I’ll start this personal post with a mixed tale from my childhood. This topic came about from an unexpected email I received yesterday. I got news that two old friends of mine had passed away in the last month. Both were untimely, as they were not much older than me.  These were two people from my childhood, before I could drive, and before there was an official internet. This was back from the BBS days. This was pre-widespread Internet. For some of you – yes, that time did actually exist.

One of these people was a gifted entrepreneur who ran middle Georgia’s (where I grew up) first major bulletin board system and eventually the first regional Internet provider. The other was a great musician and all around person. We all competed to dial in to chat with each other each night on her BBS system. This was when I was in the influential twelve to twenty years old range.

I got to know some truly great people – personally – and I became fast friends with them for life. But the one who had the most influence on me was the owner of this system – affectionately known as sysop. She owned and managed the BBS, owned a small architectural engineering firm, and was an active environmental and political activist. She was driven and determined to build the best environment for her passions and goals in life. The BBS came from her desire to help people connect and interact. Her personality, sense of involvement, and open arms attracted everyone in the regional middle Georgia community (at least us nerds who were BBSing) and helped us all build a community around this system. We all wanted to be there with the group.

After several years of us all fighting to get access, her adding crazy amounts of phone lines into her house, and seemingly infinite late-night chats on every topic imaginable, she got the great idea to hold a gathering at her place to help us all meet face to face instead of just nickname and personality to nickname and personality. People of every age, race, political bias, orientation, and background came to meet each other. It was amazing. I was easily a third of the average age in the room, but felt more at home with these people than I did with anyone at school. I felt like I was home.

This one party led to more, until it became a routine to hang out at sysops house and catch up with this community. This person taught me the value of a number of core life skills, namely community building, entrepreneurship, and determination. I never realized how amazing this experience was until much later in life.

Fast forward about ten years. I get into the full-time work force and discover that I really enjoy working with data. I focused my sights on Microsoft SQL Server, and then started to poke around the net for knowledge. Step back a bit and you see a core group of people contributing to the growing knowledge base for the emerging platform through books and technical blog posts. This group was always encouraging people to learn more, especially those who were new at SQL Server, and did so in the most welcoming and inviting ways.

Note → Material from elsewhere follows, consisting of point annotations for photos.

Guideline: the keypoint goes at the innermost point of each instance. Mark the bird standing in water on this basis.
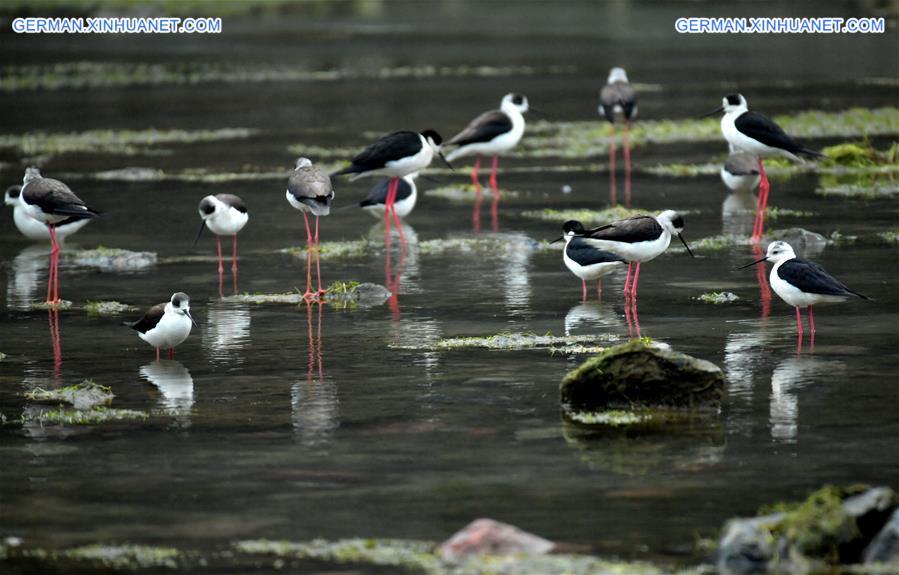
(309, 190)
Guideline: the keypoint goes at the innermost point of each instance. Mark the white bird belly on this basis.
(636, 252)
(171, 331)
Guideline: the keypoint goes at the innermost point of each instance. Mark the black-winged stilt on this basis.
(802, 283)
(165, 325)
(755, 133)
(404, 202)
(51, 202)
(584, 260)
(34, 229)
(224, 215)
(638, 239)
(618, 97)
(395, 155)
(492, 133)
(309, 190)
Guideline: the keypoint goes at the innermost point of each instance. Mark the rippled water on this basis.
(291, 423)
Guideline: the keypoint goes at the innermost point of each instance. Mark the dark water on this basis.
(261, 442)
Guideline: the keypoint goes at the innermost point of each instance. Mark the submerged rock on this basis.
(884, 548)
(114, 259)
(638, 375)
(489, 537)
(84, 395)
(833, 526)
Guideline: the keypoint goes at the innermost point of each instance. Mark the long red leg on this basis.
(234, 264)
(476, 211)
(634, 283)
(634, 312)
(627, 282)
(309, 247)
(493, 185)
(221, 268)
(318, 269)
(627, 164)
(613, 187)
(761, 206)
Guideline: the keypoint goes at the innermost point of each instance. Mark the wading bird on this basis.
(756, 134)
(309, 190)
(165, 325)
(51, 202)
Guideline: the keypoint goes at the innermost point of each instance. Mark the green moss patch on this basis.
(108, 308)
(127, 142)
(585, 216)
(515, 341)
(337, 250)
(92, 416)
(84, 395)
(717, 297)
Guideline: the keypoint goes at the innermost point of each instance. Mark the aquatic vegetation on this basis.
(91, 75)
(112, 259)
(126, 142)
(260, 298)
(419, 557)
(588, 139)
(92, 416)
(585, 216)
(511, 341)
(716, 297)
(466, 192)
(124, 557)
(62, 304)
(107, 307)
(612, 417)
(337, 249)
(84, 395)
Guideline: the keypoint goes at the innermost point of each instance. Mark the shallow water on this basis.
(268, 435)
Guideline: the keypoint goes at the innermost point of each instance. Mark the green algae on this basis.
(125, 557)
(466, 192)
(92, 416)
(588, 139)
(93, 75)
(84, 395)
(513, 341)
(126, 142)
(585, 216)
(62, 304)
(93, 307)
(718, 297)
(495, 244)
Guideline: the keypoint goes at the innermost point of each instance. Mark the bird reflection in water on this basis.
(314, 400)
(227, 332)
(174, 382)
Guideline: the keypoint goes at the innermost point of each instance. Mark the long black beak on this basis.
(756, 262)
(717, 110)
(202, 226)
(683, 241)
(442, 157)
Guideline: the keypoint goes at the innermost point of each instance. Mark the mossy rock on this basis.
(642, 375)
(833, 526)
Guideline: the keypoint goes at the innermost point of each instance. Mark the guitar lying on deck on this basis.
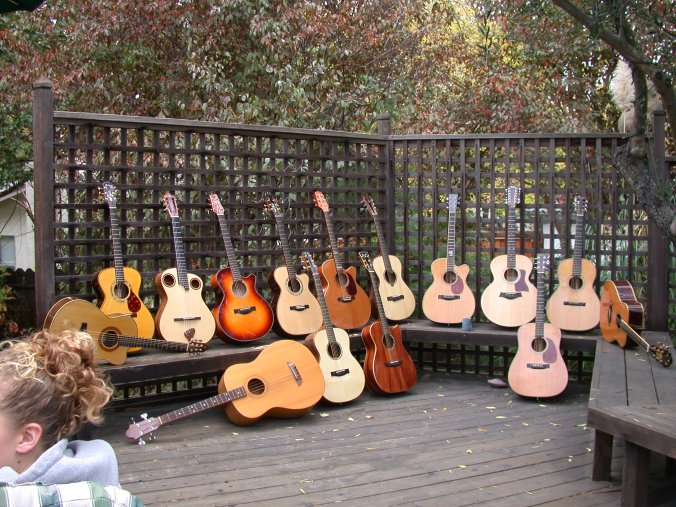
(621, 314)
(296, 308)
(183, 315)
(242, 315)
(388, 366)
(343, 375)
(347, 302)
(574, 306)
(112, 336)
(449, 299)
(396, 297)
(538, 370)
(509, 300)
(117, 288)
(283, 381)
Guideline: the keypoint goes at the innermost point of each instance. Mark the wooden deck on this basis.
(452, 440)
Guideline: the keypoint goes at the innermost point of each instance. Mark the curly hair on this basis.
(52, 380)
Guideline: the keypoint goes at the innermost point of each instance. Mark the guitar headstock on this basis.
(513, 196)
(109, 194)
(216, 205)
(661, 353)
(320, 201)
(170, 204)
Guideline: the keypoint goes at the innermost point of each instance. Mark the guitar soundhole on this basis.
(511, 275)
(539, 344)
(256, 386)
(450, 277)
(575, 283)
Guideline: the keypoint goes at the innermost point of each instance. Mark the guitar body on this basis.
(113, 300)
(296, 308)
(344, 378)
(242, 315)
(80, 315)
(183, 315)
(283, 381)
(510, 299)
(449, 299)
(388, 367)
(397, 298)
(618, 300)
(538, 371)
(348, 304)
(574, 305)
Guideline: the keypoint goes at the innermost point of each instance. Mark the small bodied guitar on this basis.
(510, 300)
(621, 314)
(117, 288)
(242, 315)
(183, 315)
(575, 306)
(296, 308)
(344, 378)
(348, 303)
(449, 299)
(112, 336)
(397, 298)
(283, 381)
(538, 370)
(388, 366)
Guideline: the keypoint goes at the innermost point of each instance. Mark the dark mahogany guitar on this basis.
(388, 366)
(348, 303)
(242, 315)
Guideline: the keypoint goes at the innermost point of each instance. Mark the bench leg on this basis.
(603, 454)
(635, 475)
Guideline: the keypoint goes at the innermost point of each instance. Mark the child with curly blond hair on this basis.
(50, 387)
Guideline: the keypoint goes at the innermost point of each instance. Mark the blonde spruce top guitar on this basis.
(117, 288)
(510, 299)
(575, 306)
(538, 370)
(397, 298)
(112, 336)
(343, 375)
(449, 299)
(296, 308)
(183, 315)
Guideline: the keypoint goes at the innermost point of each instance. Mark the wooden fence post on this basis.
(43, 178)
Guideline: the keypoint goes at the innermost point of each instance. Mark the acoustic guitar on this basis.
(283, 381)
(112, 336)
(538, 370)
(117, 288)
(344, 378)
(243, 315)
(449, 299)
(388, 367)
(509, 300)
(296, 308)
(574, 305)
(621, 315)
(183, 316)
(396, 297)
(348, 304)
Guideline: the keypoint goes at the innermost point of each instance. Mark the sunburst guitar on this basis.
(538, 370)
(283, 381)
(112, 336)
(343, 375)
(183, 315)
(449, 299)
(574, 305)
(117, 288)
(510, 299)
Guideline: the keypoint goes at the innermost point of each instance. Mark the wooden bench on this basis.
(633, 398)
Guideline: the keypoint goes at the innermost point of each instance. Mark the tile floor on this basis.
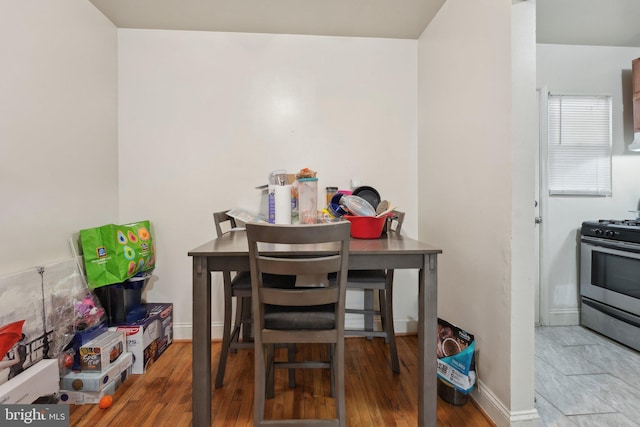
(585, 379)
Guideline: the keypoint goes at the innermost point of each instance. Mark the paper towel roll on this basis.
(280, 204)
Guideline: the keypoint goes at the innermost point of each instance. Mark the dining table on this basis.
(230, 252)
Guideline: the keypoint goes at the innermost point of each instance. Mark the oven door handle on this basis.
(620, 248)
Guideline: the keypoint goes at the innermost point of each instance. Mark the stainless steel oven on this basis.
(610, 279)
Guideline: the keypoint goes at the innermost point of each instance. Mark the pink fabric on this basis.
(9, 335)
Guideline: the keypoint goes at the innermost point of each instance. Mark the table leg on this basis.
(201, 358)
(427, 330)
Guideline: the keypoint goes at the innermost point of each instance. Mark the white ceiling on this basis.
(588, 22)
(354, 18)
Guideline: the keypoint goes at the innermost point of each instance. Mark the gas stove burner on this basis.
(625, 230)
(625, 222)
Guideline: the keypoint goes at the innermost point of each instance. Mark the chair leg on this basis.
(368, 306)
(260, 384)
(270, 371)
(235, 335)
(247, 333)
(389, 329)
(338, 392)
(331, 355)
(226, 338)
(291, 357)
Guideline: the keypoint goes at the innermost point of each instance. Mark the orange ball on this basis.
(105, 402)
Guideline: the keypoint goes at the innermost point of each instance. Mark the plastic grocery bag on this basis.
(114, 253)
(456, 364)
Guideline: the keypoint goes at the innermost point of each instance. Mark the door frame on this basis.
(541, 270)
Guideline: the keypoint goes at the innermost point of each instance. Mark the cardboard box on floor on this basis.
(148, 338)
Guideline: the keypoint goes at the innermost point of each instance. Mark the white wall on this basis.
(204, 117)
(585, 70)
(469, 154)
(58, 128)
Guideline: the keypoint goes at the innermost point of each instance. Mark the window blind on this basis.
(579, 138)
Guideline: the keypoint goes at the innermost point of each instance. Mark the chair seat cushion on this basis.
(308, 317)
(367, 276)
(363, 276)
(242, 280)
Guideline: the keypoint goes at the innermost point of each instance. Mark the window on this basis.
(579, 135)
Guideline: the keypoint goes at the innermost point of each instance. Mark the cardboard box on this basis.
(148, 338)
(101, 352)
(40, 379)
(95, 381)
(73, 397)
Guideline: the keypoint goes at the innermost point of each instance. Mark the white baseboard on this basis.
(499, 413)
(564, 317)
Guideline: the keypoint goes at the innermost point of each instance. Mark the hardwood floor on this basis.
(375, 396)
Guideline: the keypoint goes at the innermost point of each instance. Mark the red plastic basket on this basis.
(366, 227)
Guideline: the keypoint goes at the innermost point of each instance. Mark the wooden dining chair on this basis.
(300, 313)
(236, 285)
(380, 282)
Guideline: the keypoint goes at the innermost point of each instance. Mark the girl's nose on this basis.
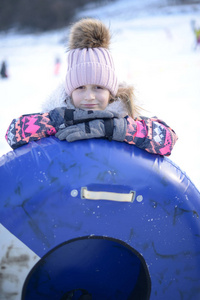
(89, 95)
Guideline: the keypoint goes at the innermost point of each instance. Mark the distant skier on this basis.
(57, 66)
(4, 70)
(196, 31)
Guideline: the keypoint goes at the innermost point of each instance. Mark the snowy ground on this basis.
(153, 48)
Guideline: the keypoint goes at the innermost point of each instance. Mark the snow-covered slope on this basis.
(153, 47)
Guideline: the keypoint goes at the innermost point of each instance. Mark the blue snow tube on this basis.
(109, 221)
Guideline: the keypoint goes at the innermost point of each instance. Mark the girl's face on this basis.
(91, 97)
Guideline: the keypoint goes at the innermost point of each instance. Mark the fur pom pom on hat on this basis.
(89, 59)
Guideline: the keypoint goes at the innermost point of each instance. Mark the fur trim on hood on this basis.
(123, 103)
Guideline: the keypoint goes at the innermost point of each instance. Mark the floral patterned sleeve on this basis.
(29, 128)
(150, 134)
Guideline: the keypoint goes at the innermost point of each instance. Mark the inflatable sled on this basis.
(105, 219)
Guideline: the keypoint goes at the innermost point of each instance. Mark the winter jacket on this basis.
(150, 134)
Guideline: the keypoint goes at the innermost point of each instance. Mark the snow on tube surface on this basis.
(107, 219)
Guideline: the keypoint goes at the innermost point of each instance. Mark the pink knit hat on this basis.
(89, 60)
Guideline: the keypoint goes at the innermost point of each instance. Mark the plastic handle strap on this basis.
(100, 195)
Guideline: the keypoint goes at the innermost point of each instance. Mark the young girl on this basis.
(91, 103)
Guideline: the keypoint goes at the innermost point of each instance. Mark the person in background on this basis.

Now fast forward another ten years. IMHO, the SQL Server community has evolved into the most tight-knit, close, group of technologists on the planet. The amount of information sharing is unparalleled. The welcome newbies receive when asking for knowledge is amazing. It really is like a family. When I fully immersed myself in the community at my first PASS Summit and spoke with Kevin Kline, for the first time since the BBS days I felt like I was home again. It’s hard to describe. It’s the same feeling of community and family that I had with that group back in the day, but had not felt since then. With each Summit and SQL Saturday after that, this sense of community grows more and more. It’s great. I want to keep it up. I want all of you to keep doing what you’re doing. The SQL Server community feels like my family, and for that, I thank you.

Chris and Kelly, RIP. You will be missed by the people whose lives you changed.